# Crane collapse?



## emutiny (Dec 29, 2005)

http://www.king5.com/topstories/stories/NW_111606WABcranecollapseKC.44a853cf.html

bellevue?


----------



## JoshYent (Nov 9, 2006)

i was just there recently!


----------



## newyorkrunaway1 (Nov 21, 2004)

wow, that is freaky, imagine just missing a disaster. i am watching the love feed now.


----------



## Erebus555 (Apr 21, 2006)

Things like this are all too common and often result in fatalities.


----------



## zerokarma (May 29, 2005)

That's too bad, I wonder why it collapsed.


----------



## godblessbotox (Jan 3, 2006)

yah. i am very suprised that cranes dont have the cable ties that most antennas have. i know the could get in the way but. are there no safty backups for a falure?


----------



## Erebus555 (Apr 21, 2006)

Cables are difficult for some cranes though.
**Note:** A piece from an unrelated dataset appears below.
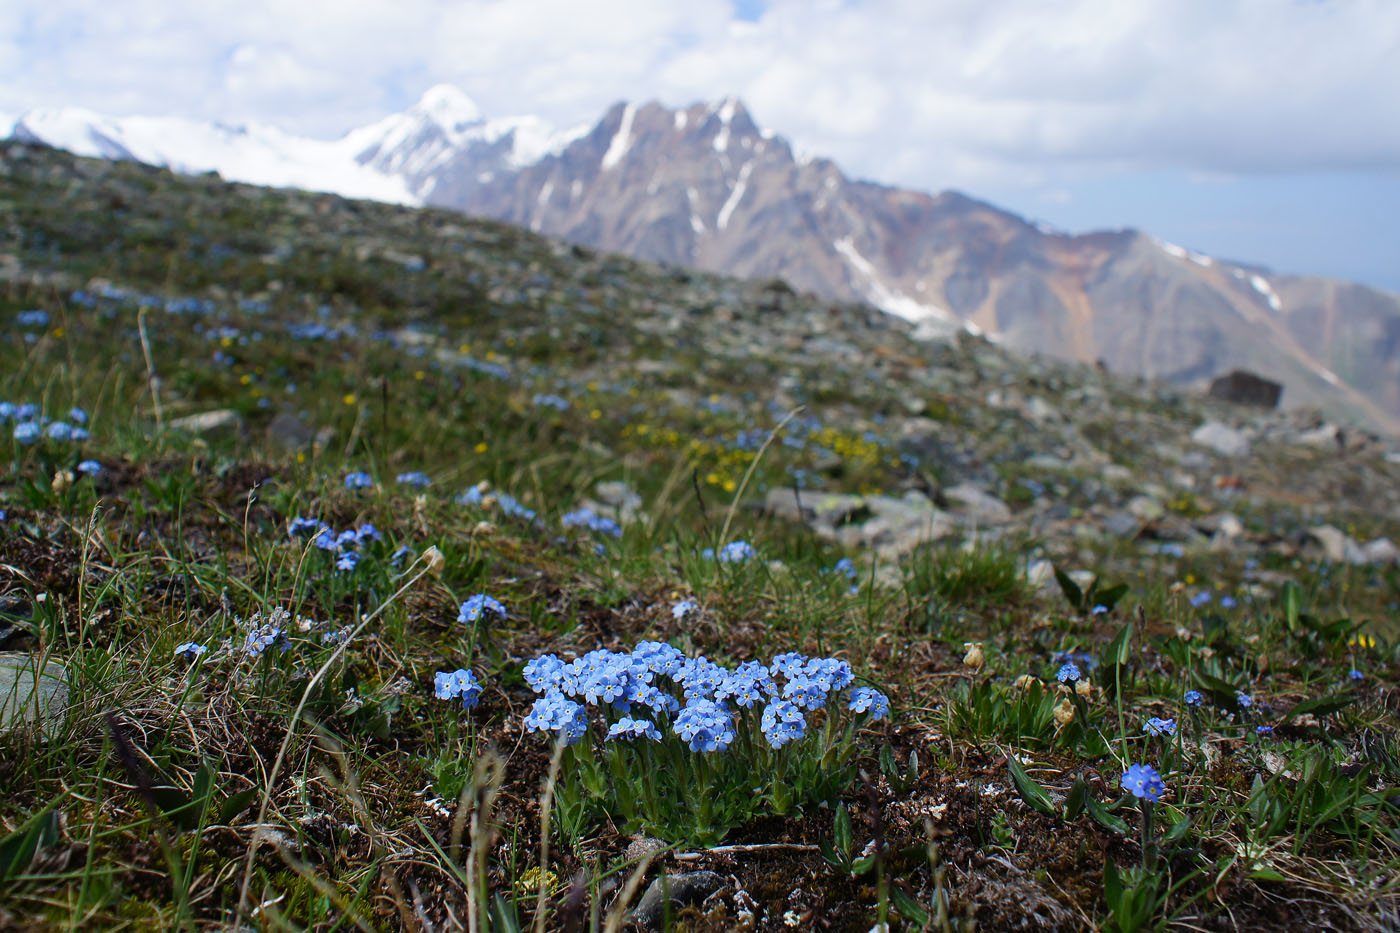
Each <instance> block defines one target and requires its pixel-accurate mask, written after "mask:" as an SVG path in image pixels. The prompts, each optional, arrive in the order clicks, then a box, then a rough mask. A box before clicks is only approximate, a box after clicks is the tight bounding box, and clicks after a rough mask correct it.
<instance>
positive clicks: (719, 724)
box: [672, 698, 735, 752]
For example, in dense areas its impossible and it puts alot of stress on the cables when the crane rotates. If a cable snaps, the lash from it is potentially fatal if it hits someone. There is nothing you can really do with cranes other than give them solid bases and give it a solid shaft and not a shaft which can be assembled from different pieces.


----------



## megatower (Jun 24, 2006)

wow


----------



## emutiny (Dec 29, 2005)

i think cables would get in the way of the swing of the crane.


----------



## godblessbotox (Jan 3, 2006)

yah thats what i was thinking but i did not know of any alternatives.


----------



## Telephone agent (Oct 19, 2014)

Full-scale global collapse? 

That's horrible!


----------